Since Vrrs set up his Black Venison label in 2014, he’s focused on releasing modern house bombs with class – music that can detonate a dancefloor without sacrificing its subtlety or distinctive voice. Since his own Benz EP inaugurated the label, more impressive volleys have come courtesy of Gnork and Route 8 under his Quake-inspired Q3A alias. Now the boss man returns for a second outing, topping his Chicago-referencing house stylings with an impressive level of polish.
The record splits evenly down the middle into club weapons and more evenly paced rollers. Brique is the main event, building up tension with moody keys and an eternal diva cry ripped straight from 90s rave. The song’s structure is utterly conventional and aims straight for the peak-time jugular, but Vrrs knows not to overdo it, grounding the kick with a dose of grit and pulling back from an anticipated drop into a stripped drum workout. Remix duties are given to Hungarian producer and Farbwechsel co-owner S. Olbricht, who almost steals the show by diving fully into the original’s rave atmosphere, all confrontational square basslines and thundering breakbeats.

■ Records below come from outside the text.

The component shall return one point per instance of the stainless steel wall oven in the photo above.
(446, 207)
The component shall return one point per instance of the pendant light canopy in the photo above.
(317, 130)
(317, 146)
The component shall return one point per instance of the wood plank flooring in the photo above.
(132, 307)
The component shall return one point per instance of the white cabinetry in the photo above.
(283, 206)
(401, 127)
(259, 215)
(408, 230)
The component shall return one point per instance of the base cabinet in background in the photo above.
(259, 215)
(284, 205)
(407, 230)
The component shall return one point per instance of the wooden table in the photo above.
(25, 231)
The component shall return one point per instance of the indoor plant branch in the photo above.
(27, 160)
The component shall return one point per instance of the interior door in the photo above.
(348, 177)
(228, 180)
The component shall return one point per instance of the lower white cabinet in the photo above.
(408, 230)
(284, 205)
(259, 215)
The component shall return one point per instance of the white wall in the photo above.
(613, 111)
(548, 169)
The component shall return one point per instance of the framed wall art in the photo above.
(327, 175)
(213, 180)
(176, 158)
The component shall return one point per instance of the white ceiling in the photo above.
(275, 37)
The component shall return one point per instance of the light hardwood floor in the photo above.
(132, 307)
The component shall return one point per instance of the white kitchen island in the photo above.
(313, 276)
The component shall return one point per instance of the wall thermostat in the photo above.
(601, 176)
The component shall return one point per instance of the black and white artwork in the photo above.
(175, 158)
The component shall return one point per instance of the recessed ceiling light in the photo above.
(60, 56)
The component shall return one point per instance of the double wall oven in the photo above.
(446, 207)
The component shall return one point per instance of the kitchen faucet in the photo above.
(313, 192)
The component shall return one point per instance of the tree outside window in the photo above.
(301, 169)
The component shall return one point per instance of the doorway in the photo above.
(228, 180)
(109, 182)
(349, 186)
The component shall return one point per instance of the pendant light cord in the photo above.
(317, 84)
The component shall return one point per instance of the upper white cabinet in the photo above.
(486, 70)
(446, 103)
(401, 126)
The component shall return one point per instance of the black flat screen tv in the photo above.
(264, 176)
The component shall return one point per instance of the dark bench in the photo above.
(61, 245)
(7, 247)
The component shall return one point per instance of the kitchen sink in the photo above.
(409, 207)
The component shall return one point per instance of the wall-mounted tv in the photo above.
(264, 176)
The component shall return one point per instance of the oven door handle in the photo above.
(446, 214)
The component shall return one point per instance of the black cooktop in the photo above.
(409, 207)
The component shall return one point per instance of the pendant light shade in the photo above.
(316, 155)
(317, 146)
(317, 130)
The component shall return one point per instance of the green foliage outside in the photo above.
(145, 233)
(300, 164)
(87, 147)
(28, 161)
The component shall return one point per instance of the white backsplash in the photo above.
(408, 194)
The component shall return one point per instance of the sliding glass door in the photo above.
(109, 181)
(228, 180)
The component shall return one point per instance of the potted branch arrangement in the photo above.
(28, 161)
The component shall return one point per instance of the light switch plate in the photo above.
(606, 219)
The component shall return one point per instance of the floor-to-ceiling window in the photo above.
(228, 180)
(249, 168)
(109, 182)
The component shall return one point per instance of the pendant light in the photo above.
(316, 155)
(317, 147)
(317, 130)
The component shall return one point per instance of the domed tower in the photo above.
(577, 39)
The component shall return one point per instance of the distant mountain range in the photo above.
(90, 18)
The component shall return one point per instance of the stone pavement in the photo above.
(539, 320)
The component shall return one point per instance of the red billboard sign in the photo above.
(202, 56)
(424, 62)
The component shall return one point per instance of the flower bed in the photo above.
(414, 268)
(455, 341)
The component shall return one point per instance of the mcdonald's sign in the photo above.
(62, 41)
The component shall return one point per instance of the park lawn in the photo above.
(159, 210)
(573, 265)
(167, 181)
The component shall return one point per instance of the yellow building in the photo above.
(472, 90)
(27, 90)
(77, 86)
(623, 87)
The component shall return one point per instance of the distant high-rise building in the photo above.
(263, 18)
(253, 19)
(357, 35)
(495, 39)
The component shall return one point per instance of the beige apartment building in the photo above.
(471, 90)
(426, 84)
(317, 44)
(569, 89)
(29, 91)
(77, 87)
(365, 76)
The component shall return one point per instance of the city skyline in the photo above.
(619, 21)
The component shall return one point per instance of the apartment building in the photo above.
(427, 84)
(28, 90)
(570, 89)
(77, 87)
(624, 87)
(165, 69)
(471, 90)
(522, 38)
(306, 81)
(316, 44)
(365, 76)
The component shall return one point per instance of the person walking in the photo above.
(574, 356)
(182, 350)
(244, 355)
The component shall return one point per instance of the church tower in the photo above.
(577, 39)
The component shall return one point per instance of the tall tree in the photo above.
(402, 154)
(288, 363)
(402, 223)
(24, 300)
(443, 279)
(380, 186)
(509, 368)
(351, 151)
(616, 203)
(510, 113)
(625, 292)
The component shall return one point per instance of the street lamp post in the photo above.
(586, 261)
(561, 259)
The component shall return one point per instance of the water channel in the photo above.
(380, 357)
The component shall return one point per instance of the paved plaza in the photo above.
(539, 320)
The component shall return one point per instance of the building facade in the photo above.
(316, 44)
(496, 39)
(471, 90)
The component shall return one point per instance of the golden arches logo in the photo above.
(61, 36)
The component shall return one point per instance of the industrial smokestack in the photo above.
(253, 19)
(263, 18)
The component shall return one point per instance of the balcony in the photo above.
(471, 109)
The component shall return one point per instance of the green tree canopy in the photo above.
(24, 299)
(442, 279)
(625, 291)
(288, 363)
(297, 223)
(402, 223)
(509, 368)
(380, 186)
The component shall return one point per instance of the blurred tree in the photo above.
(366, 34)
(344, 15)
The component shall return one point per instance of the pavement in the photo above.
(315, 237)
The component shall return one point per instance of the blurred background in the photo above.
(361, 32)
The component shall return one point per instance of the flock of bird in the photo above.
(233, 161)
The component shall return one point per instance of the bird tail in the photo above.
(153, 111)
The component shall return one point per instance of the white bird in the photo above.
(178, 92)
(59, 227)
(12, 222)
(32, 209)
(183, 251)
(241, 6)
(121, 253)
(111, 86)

On the flip Vrrs steps back to a more restrained pace, plying his tracks with rich, dreamy synthwork and lovelorn vocal snips. Innerside is a particularly gentle trip but still shows off the producer’s attention to detail, its final minutes adorned with a fresh synth motif and a loose-limbed break. Gonnaarp offers more to chew on, where a diving bassline anchors twinkling keys and fine, detailed percussion. Vrrs’ second 12” perfectly shows the unfussy appeal of Black Venison – tracks that show there’s life yet in traditional house moulds.